Sunday, November 17, 2013

Youth Driving ObamaCare to Destruction : The Young Not Fooled

One of the biggest failures, if not the biggest, of ObamaCare is it's design. Anyone with a shred of common sense can not come to any other conclusion given it's size and complexity that it had to be designed to fail. If those that worked on this monstrosity, which had to take more then a decade before it was passed, started when "Hillary Care" was introduced and failed on a bipartisan vote, and ended with it signing ceremony.

When Nancy Pelosi famously said "we have to pass this law to find out what's in it" told the nation those in power had intention of providing health insurance for the disadvantaged, this was about bringing about a law that will force everyone into giving up their personal freedom to choose and that of their family's ability for self determination.
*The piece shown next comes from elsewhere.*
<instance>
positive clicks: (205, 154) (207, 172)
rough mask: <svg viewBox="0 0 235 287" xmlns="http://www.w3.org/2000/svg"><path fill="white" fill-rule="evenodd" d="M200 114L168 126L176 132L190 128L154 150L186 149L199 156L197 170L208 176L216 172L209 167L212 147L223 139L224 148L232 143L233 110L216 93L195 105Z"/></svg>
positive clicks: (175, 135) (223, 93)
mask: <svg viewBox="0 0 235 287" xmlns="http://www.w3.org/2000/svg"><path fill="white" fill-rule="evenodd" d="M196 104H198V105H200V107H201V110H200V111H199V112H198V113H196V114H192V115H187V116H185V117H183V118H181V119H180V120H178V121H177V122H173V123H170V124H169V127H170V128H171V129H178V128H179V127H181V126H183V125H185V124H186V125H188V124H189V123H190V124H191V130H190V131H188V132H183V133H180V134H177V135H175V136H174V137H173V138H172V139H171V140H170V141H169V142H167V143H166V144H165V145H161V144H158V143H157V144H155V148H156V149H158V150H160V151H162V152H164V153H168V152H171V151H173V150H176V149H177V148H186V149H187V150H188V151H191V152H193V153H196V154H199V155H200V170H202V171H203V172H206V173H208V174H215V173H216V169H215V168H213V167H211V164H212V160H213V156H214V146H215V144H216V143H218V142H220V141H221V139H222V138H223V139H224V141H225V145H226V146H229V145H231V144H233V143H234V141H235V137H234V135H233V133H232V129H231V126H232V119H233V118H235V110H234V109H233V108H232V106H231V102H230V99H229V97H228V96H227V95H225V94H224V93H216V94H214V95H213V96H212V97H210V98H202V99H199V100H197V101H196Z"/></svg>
The bright spot in all of this catastrophic destruction of their personal freedoms is that most people are now waking to the reality that they have been targeted as willingly ignorant and easily duped by people that believe they are far smarter and who know what's best for everyone, except these bright lights in Washington have a far different plan for themselves.

The Young Aren't Enrolling in ObamaCare
Source: Christopher Weaver and Timothy W. Martin, "Young Avoid New Health Plans," Wall Street Journal, November 4, 2013.
November 15, 2013

According to insurers, the early buyers of health coverage on the nation's troubled new websites are older than expected so far, raising early concerns about the economics of the insurance marketplaces, says the Wall Street Journal.

If the trend continues, an older, more expensive set of customers could drive up prices for everyone, the insurers say, by forcing them to spread their costs around. "We need a broad range of people to make this work, and we're not seeing that right now," says Heather Thiltgen of Medical Mutual of Ohio, the state's largest insurer by individual customers. "We're seeing the population skewing older."
  • The average enrollee age at Priority Health, a Michigan insurer, has ticked up to age 51 for newcomers, from about 41 years old for plans offered for the current year, says Joan Budden, chief marketing officer.
  • Arise Health Plan, Wisconsin's largest nonprofit insurer, says more than half its 150 signees are over age 50, a higher proportion than expected, while declining to be specific on its target age.
In states that are running their own marketplaces and have seen smoother rollouts, officials are now also reporting a similar phenomenon, suggesting the economics of the law play a role, too. In Connecticut and Kentucky, which have enrolled more than 4,000 people each in private health plans so far, the largest segments of enrollees in new commercial health law plans are over age 55, much older than industry actuaries say they had anticipated.

So far, the young have remained elusive. At a health law education event in North Carolina recently, more than 100 people, mostly in their 40s and 50s, came. "I actually didn't see a single young person," says Liz Gallops, an insurance agent from Raleigh, N.C., who attended.